Um dos grandes destaques desta edição histórica está nas oficinas, que oferecerão oportunidades inéditas ao promover trocas diretas entre pares, com quatro grandes nomes da cena ministrando capacitações para outros músicos: Juçara Marçal, Sofia Chablau, Jorge Salán e Victor Araújo. Paralelamente, as conferências propõem reflexões críticas e provocações sobre os rumos e desafios das carreiras no mercado contemporâneo.
Na vitrine dos palcos, o público confere uma amostra vibrante da produção nacional. Com nomes como MC Soffia, Paulete Lindacelva, Jáder e Joyce Alane no line-up, a curadoria se debruçou sobre a pluralidade de ritmos do país. "A ideia partiu do princípio de ter uma pequena amostra da diversidade da música contemporânea brasileira neste momento, mostrando artistas que já estão investindo em suas carreiras e conquistando espaços. Esse foi o foco principal", argumenta a diretora.

Desafios do setor e o ecossistema pernambucano
Manter uma convenção de negócios da música no Nordeste exige um esforço constante de articulação. A escassez de investimentos contínuos da iniciativa privada em eventos focados em formação e nichos de mercado ainda representa um gargalo histórico na região.
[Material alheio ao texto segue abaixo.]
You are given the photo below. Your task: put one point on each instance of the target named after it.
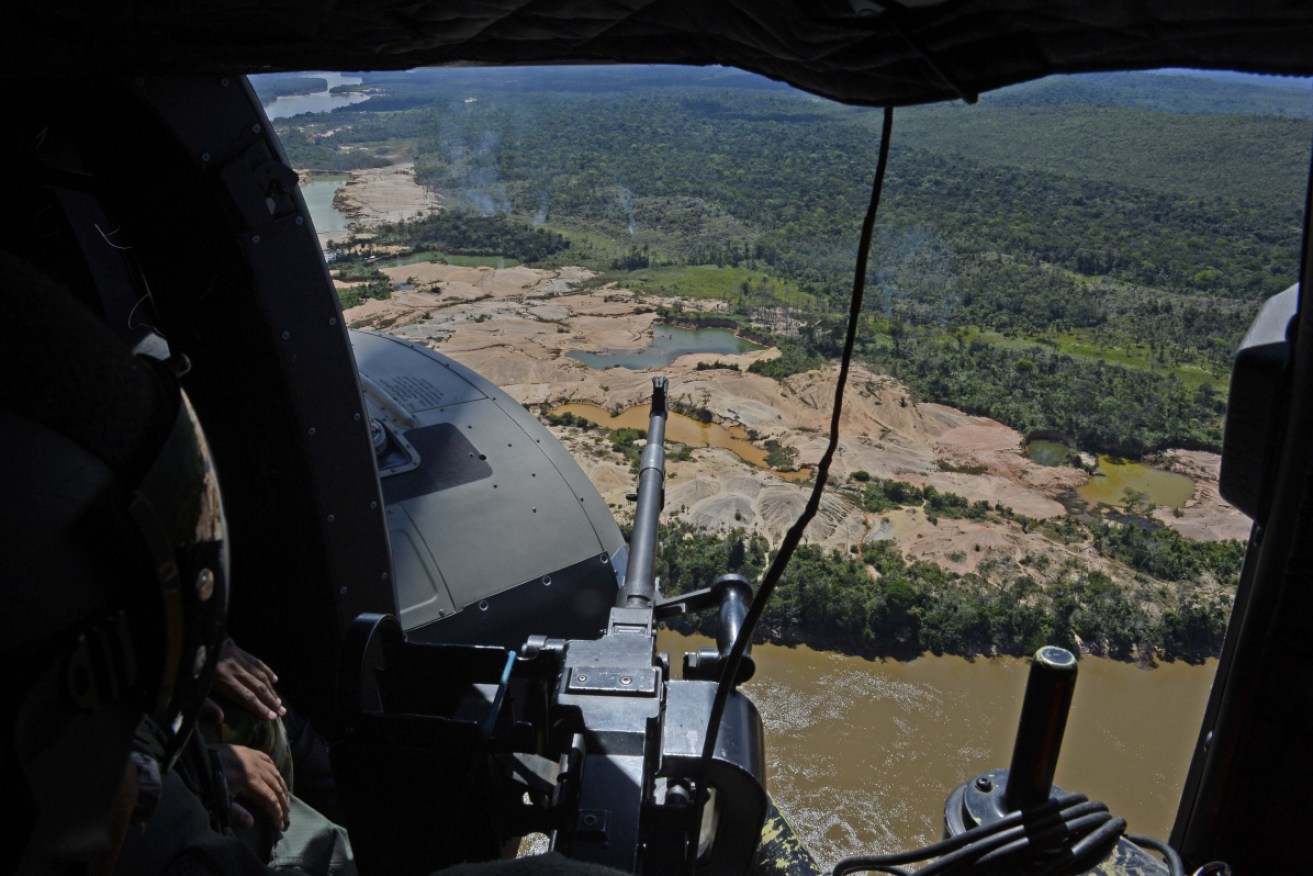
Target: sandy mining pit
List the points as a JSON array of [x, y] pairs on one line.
[[516, 326]]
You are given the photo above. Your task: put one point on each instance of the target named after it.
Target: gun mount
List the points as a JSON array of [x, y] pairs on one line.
[[591, 741]]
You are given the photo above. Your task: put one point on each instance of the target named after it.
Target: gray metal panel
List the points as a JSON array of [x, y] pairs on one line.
[[520, 507]]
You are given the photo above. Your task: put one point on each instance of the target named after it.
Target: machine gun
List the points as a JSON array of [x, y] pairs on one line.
[[453, 751]]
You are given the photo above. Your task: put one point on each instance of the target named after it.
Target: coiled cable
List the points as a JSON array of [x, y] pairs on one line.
[[1069, 834]]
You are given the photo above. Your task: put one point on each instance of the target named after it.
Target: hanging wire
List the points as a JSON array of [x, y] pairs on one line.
[[795, 535]]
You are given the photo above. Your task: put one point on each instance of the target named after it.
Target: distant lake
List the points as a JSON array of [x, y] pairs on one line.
[[668, 343], [318, 195], [322, 101], [1118, 476]]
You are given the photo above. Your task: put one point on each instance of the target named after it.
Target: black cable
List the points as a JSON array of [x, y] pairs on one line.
[[1175, 867], [795, 535], [1082, 830]]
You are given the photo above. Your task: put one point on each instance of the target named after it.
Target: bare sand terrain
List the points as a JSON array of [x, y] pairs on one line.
[[516, 326], [380, 195]]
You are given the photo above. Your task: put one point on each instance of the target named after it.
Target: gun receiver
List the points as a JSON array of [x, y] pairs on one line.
[[594, 733]]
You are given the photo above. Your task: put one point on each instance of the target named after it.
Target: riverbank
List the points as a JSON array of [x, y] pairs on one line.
[[1015, 544]]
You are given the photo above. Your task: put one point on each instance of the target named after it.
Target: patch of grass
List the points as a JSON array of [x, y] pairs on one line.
[[709, 281], [1079, 344]]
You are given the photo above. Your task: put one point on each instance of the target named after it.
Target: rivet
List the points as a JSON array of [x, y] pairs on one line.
[[198, 663], [205, 585]]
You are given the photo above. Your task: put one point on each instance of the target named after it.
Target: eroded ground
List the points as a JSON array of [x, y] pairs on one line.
[[516, 326]]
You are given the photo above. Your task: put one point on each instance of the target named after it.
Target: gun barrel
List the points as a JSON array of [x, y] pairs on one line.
[[640, 590]]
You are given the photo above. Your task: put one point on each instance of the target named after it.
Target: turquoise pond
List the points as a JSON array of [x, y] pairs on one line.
[[670, 343]]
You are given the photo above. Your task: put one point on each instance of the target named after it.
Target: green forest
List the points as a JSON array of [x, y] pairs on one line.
[[1078, 255]]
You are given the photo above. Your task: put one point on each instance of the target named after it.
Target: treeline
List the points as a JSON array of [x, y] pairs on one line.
[[875, 603], [1104, 407], [458, 233]]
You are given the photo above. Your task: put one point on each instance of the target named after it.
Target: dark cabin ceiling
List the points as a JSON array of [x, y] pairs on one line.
[[858, 51]]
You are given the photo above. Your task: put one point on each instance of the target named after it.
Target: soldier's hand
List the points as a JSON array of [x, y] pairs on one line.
[[246, 680], [255, 780]]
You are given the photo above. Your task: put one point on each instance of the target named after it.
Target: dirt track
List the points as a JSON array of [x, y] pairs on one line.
[[515, 326]]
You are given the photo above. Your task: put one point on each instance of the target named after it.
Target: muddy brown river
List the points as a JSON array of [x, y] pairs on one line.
[[861, 754]]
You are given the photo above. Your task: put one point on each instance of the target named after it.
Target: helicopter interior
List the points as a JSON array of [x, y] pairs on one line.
[[149, 137]]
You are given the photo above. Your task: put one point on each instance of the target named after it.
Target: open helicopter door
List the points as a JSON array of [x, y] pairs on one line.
[[1245, 795]]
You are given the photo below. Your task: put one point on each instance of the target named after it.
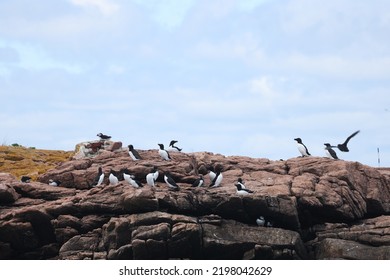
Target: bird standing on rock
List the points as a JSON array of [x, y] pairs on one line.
[[173, 147], [151, 177], [302, 148], [103, 136], [343, 147], [163, 153], [330, 152], [113, 178], [133, 153]]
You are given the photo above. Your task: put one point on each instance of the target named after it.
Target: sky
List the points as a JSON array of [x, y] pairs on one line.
[[235, 77]]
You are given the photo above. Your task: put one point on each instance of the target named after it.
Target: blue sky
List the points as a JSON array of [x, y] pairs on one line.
[[231, 77]]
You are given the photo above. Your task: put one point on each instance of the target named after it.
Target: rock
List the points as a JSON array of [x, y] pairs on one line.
[[319, 209], [7, 194]]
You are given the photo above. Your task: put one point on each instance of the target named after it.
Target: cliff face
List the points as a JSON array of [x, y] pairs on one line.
[[319, 209]]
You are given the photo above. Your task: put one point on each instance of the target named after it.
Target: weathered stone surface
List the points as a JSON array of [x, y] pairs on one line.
[[318, 208]]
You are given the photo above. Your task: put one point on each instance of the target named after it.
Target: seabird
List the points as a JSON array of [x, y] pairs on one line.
[[163, 153], [260, 221], [198, 182], [343, 147], [241, 191], [113, 178], [211, 173], [103, 136], [133, 153], [170, 182], [151, 177], [25, 179], [54, 182], [330, 152], [240, 182], [302, 148], [218, 177], [173, 147], [99, 177]]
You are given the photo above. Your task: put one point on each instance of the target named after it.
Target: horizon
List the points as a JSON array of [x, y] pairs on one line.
[[229, 77]]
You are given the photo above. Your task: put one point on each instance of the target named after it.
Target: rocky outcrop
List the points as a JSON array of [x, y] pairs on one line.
[[319, 209]]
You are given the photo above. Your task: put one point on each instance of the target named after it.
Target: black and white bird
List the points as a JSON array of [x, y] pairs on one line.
[[170, 182], [25, 179], [133, 153], [173, 147], [260, 221], [103, 136], [241, 191], [343, 147], [163, 153], [198, 182], [131, 179], [211, 173], [99, 177], [302, 148], [330, 152], [54, 183], [216, 182], [113, 178], [151, 177], [240, 182]]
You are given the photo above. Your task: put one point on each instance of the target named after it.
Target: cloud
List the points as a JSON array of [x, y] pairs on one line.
[[169, 14], [105, 7]]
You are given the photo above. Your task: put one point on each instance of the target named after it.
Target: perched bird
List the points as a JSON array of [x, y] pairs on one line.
[[240, 182], [54, 182], [131, 179], [260, 221], [99, 177], [113, 178], [25, 179], [173, 147], [241, 191], [133, 153], [302, 148], [218, 178], [170, 182], [343, 147], [163, 153], [198, 182], [330, 152], [103, 137], [211, 173], [151, 177]]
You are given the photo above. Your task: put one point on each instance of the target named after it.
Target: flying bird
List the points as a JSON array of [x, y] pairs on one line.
[[343, 147], [302, 148], [330, 152]]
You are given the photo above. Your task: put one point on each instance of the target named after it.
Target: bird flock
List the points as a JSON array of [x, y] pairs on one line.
[[214, 173], [328, 147]]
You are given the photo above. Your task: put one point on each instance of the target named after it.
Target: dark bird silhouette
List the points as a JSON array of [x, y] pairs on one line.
[[330, 152], [172, 145], [343, 147]]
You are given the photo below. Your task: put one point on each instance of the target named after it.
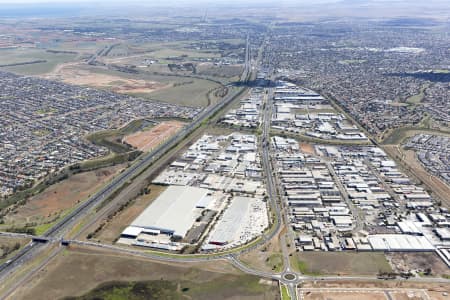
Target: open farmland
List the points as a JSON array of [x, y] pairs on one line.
[[79, 75], [29, 61], [9, 246], [79, 270], [148, 139]]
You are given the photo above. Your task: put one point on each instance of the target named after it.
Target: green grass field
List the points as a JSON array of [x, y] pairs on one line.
[[184, 91], [284, 293], [20, 55]]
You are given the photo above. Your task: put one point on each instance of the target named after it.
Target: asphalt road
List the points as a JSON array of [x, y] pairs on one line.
[[30, 251]]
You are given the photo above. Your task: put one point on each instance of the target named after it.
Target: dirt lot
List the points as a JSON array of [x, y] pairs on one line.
[[112, 230], [375, 295], [77, 271], [72, 74], [147, 140], [404, 262], [342, 263], [61, 196]]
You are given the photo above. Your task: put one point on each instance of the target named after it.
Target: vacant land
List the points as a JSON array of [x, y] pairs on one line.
[[147, 140], [343, 295], [185, 91], [76, 271], [112, 229], [340, 263], [60, 197], [47, 60], [404, 262], [79, 75]]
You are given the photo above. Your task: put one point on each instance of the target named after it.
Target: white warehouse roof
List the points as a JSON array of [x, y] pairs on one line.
[[174, 211]]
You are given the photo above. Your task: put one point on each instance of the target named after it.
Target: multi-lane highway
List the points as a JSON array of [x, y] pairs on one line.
[[143, 162]]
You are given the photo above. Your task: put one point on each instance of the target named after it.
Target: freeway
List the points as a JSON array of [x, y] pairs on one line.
[[31, 250]]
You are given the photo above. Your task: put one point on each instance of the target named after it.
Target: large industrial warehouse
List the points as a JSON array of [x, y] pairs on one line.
[[173, 212]]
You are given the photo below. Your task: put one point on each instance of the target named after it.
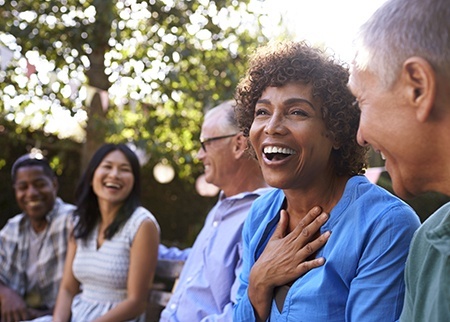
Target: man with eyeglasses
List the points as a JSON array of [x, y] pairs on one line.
[[33, 244], [210, 277]]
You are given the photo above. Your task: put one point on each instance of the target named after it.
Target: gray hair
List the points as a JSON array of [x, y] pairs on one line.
[[400, 29]]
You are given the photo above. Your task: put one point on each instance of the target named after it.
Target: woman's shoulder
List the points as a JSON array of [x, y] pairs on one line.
[[139, 215], [379, 204], [265, 207]]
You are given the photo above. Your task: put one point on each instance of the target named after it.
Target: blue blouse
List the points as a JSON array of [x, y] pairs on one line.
[[362, 278]]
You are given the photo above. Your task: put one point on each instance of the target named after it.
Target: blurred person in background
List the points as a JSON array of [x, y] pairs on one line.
[[208, 283], [33, 244], [112, 252], [302, 120], [401, 78]]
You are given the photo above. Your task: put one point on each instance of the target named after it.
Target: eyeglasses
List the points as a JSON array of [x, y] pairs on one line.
[[215, 138]]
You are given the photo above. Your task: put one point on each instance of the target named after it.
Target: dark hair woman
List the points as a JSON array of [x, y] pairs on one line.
[[112, 252], [302, 120]]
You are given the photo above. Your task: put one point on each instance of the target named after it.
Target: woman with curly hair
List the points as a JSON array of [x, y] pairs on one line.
[[302, 120]]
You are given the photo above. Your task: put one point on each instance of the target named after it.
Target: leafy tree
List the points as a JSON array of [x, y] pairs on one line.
[[161, 61]]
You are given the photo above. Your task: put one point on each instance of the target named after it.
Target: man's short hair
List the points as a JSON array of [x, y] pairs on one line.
[[31, 159]]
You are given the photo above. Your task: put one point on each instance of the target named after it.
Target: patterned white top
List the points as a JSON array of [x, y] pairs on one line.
[[103, 272]]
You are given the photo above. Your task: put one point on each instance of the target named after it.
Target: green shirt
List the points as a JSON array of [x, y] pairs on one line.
[[427, 273]]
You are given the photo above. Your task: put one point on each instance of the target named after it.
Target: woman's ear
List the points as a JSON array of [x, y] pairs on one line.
[[419, 78], [241, 145]]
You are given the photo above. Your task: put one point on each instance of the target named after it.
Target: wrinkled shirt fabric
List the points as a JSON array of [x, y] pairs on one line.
[[208, 282], [362, 278], [427, 273], [14, 250]]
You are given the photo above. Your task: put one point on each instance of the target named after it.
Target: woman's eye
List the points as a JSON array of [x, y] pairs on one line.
[[299, 112], [260, 112]]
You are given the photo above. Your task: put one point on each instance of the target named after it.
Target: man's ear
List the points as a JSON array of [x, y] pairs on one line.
[[241, 145], [420, 78], [55, 184]]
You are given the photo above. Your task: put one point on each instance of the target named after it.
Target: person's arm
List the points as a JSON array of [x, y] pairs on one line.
[[143, 259], [283, 260], [13, 306], [69, 286], [377, 291]]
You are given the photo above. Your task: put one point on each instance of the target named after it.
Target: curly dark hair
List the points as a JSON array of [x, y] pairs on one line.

A viabilização desta 20ª edição foi garantida pela articulação com a gestão pública e institucional - através da Prefeitura do Recife e do edital de ações continuadas da Fundarpe -, somada ao patrocínio de marcas como a Sympla, que reconheceram a relevância do legado do projeto.
O Recife já se consolidou como um celeiro e hub cultural de projeção nacional. Com a realização de mais uma edição do Porto Musical, o ecossistema da música independente não apenas ganha fôlego para se reorganizar e crescer, mas reafirma a resiliência e a força de quem faz a arte acontecer na região.